Thread overview
[OT] Just curious: What's this algorithm's name?
Apr 04, 2012
Nick Sabalausky
Apr 04, 2012
H. S. Teoh
Apr 04, 2012
Nick Sabalausky
Apr 04, 2012
H. S. Teoh
Apr 05, 2012
Nick Sabalausky
Apr 04, 2012
bls
April 04, 2012
Nothing important, just something I'm curious about:

At least a couple times recently I've come across a certain pattern for dealing with directed graphs (ones that may have cycles). It seems general enough that I'm surprised I don't seem to recognize it (but then again, it has been years since I've formally studied algorithms - I only have vague recollections of names like "Prim's"). A brief search didn't seem to turn up anything that jumped out at me as being a match.

Here's what it's for:

Suppose you have a directed graph, which may have cycles, and you want to compute something for each node. But the final result for each node is dependent on the final results for each of the nodes it points to. (It may sound like this would just cause an endless "feedback loop" ie infinite recursion whenever there's a cycle, but there are applications of this where that isn't a problem. Ie, in cases where the computation stops recursing when it gets back to itself.)

A basic example: You have a graph. Various strings can be computed for each node (based on the data stored in the node). Additionally, for each node, all N edges are numbered from 1 to N. For each node "X", you want to compute a single set of unique strings: All the strings computed from node X, plus all the strings computed from all the nodes reachable from node X using *only* even-numbered edges (ie, "edge % 2 == 0").

The way that's done:

There's two main phases:

1. "Spontaneously generate" a partial result for each node X. This partial result is *only* the strings generated from node X itself. It does not attempt to include any strings from the other nodes reachable from X. Additionally, while you're at each node X, you generate a "propagation graph": Ie, make note of which edges are even-numbered and will therefore need to be traversed.

2. "Propagate" the results. For each node X, add in (propagate) any new strings that come directly from the nodes you noted in the "propagation graph" (ie, the edges you already identified as matching "edge % 2 == 0"). Repeat this step 2 until you can go through the entire graph without propagating any new strings.

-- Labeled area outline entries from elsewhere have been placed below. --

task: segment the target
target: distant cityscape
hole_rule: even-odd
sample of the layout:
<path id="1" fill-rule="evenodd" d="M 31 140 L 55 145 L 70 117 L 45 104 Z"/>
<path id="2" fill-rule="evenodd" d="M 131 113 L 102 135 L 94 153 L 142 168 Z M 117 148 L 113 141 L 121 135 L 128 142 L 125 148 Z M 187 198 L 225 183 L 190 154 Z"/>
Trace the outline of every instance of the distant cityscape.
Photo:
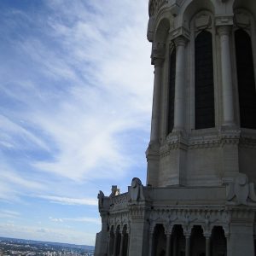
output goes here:
<path id="1" fill-rule="evenodd" d="M 93 256 L 94 247 L 0 237 L 0 256 Z"/>

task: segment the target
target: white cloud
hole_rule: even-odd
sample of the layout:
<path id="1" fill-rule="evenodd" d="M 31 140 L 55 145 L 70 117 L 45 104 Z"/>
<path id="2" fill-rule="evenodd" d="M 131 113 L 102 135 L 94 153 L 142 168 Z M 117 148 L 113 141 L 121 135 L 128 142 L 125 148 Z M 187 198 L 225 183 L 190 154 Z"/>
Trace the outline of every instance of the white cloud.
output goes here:
<path id="1" fill-rule="evenodd" d="M 47 11 L 36 15 L 6 14 L 10 33 L 15 26 L 19 33 L 25 26 L 26 33 L 9 37 L 9 58 L 0 67 L 0 95 L 9 101 L 0 107 L 0 161 L 7 158 L 0 165 L 0 200 L 17 202 L 25 195 L 86 209 L 97 206 L 102 187 L 145 175 L 138 155 L 144 157 L 152 102 L 148 7 L 143 0 L 44 4 Z M 98 221 L 67 217 L 52 221 Z M 3 229 L 9 236 L 69 242 L 83 237 L 94 244 L 94 234 L 66 230 L 61 236 L 61 230 L 35 226 Z"/>
<path id="2" fill-rule="evenodd" d="M 0 224 L 0 236 L 32 239 L 45 241 L 67 242 L 74 244 L 95 244 L 95 235 L 81 232 L 71 228 L 53 229 L 50 227 L 32 227 L 12 223 Z"/>
<path id="3" fill-rule="evenodd" d="M 90 198 L 67 198 L 54 195 L 38 195 L 38 197 L 49 200 L 50 202 L 63 205 L 84 205 L 84 206 L 97 206 L 98 202 L 96 199 Z"/>
<path id="4" fill-rule="evenodd" d="M 79 217 L 79 218 L 52 218 L 49 217 L 50 221 L 53 222 L 84 222 L 84 223 L 92 223 L 100 225 L 102 224 L 100 218 L 89 218 L 89 217 Z"/>
<path id="5" fill-rule="evenodd" d="M 10 210 L 0 210 L 0 218 L 16 218 L 20 217 L 20 212 L 15 211 L 10 211 Z"/>

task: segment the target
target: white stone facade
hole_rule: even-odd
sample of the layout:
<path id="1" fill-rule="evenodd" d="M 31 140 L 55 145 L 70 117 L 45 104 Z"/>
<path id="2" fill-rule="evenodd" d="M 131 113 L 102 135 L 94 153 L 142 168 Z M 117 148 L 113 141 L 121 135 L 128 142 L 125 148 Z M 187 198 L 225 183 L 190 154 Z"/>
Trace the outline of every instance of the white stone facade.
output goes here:
<path id="1" fill-rule="evenodd" d="M 96 256 L 254 256 L 256 1 L 150 0 L 143 186 L 99 194 Z"/>

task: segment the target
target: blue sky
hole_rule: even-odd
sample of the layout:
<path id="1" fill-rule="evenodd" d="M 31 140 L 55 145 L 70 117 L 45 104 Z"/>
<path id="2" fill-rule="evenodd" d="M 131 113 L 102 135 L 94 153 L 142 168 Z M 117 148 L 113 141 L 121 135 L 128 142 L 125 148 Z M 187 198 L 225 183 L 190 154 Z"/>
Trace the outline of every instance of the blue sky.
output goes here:
<path id="1" fill-rule="evenodd" d="M 0 1 L 0 236 L 94 245 L 98 190 L 145 183 L 146 0 Z"/>

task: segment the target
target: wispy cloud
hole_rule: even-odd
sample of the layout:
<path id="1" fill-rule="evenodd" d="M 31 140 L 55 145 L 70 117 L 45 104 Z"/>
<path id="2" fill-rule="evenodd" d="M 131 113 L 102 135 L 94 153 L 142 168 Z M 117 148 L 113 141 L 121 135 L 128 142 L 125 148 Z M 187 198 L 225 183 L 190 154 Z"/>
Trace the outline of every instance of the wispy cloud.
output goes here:
<path id="1" fill-rule="evenodd" d="M 84 222 L 84 223 L 92 223 L 100 225 L 101 220 L 96 218 L 89 218 L 89 217 L 79 217 L 79 218 L 49 218 L 50 221 L 53 222 Z"/>
<path id="2" fill-rule="evenodd" d="M 63 205 L 97 206 L 98 204 L 96 199 L 89 198 L 67 198 L 52 195 L 38 195 L 38 197 L 49 200 L 52 203 L 58 203 Z"/>
<path id="3" fill-rule="evenodd" d="M 93 207 L 97 214 L 98 189 L 145 176 L 153 85 L 147 3 L 38 4 L 37 12 L 0 10 L 0 200 Z"/>
<path id="4" fill-rule="evenodd" d="M 10 210 L 0 210 L 0 218 L 16 218 L 20 216 L 20 212 Z"/>

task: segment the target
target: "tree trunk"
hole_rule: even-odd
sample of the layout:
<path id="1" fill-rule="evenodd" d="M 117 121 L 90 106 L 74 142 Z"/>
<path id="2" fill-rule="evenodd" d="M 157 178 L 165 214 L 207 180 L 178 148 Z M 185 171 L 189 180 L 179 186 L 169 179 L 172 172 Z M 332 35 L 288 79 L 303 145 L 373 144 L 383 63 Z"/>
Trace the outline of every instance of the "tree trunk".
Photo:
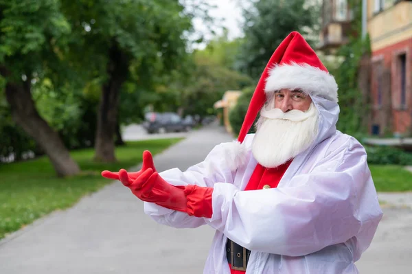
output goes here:
<path id="1" fill-rule="evenodd" d="M 98 128 L 95 143 L 95 160 L 116 161 L 115 133 L 117 120 L 119 95 L 128 72 L 128 57 L 113 43 L 108 52 L 108 81 L 103 85 L 98 113 Z"/>
<path id="2" fill-rule="evenodd" d="M 37 112 L 30 85 L 30 78 L 23 84 L 8 82 L 5 85 L 6 98 L 13 119 L 44 150 L 58 176 L 79 173 L 79 166 L 70 157 L 58 134 Z"/>
<path id="3" fill-rule="evenodd" d="M 358 73 L 358 87 L 362 94 L 362 104 L 358 111 L 360 112 L 360 127 L 362 131 L 367 132 L 371 121 L 371 58 L 369 54 L 364 54 L 360 58 Z"/>
<path id="4" fill-rule="evenodd" d="M 120 123 L 119 122 L 119 118 L 117 118 L 117 121 L 116 122 L 116 146 L 124 146 L 126 143 L 123 141 L 123 138 L 122 138 L 122 133 L 120 132 Z"/>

Granted, that specific example can be simplified somewhat since "follow only even-numbered edges" just happens to be trivial without actually creating a propagation graph. But anyways, that's the basic idea.

There's at least two uses of this algorithm when building LALR parse tables for LALR parsing: For one, it's used to generate all the lookahead information (which is where I got much of the terminology). And I've recently realized that, unless I'm mistaken, it also appears to be needed when determining what terminals can be the "first" terminal in a nonterminal's derivation (which is, in turn, more necessary information for computing the lookahead information).

Even though I don't remember ever encountering this particular algorithm anywhere besides generating LALR parse tables, I have a feeling there are other practical applications of it.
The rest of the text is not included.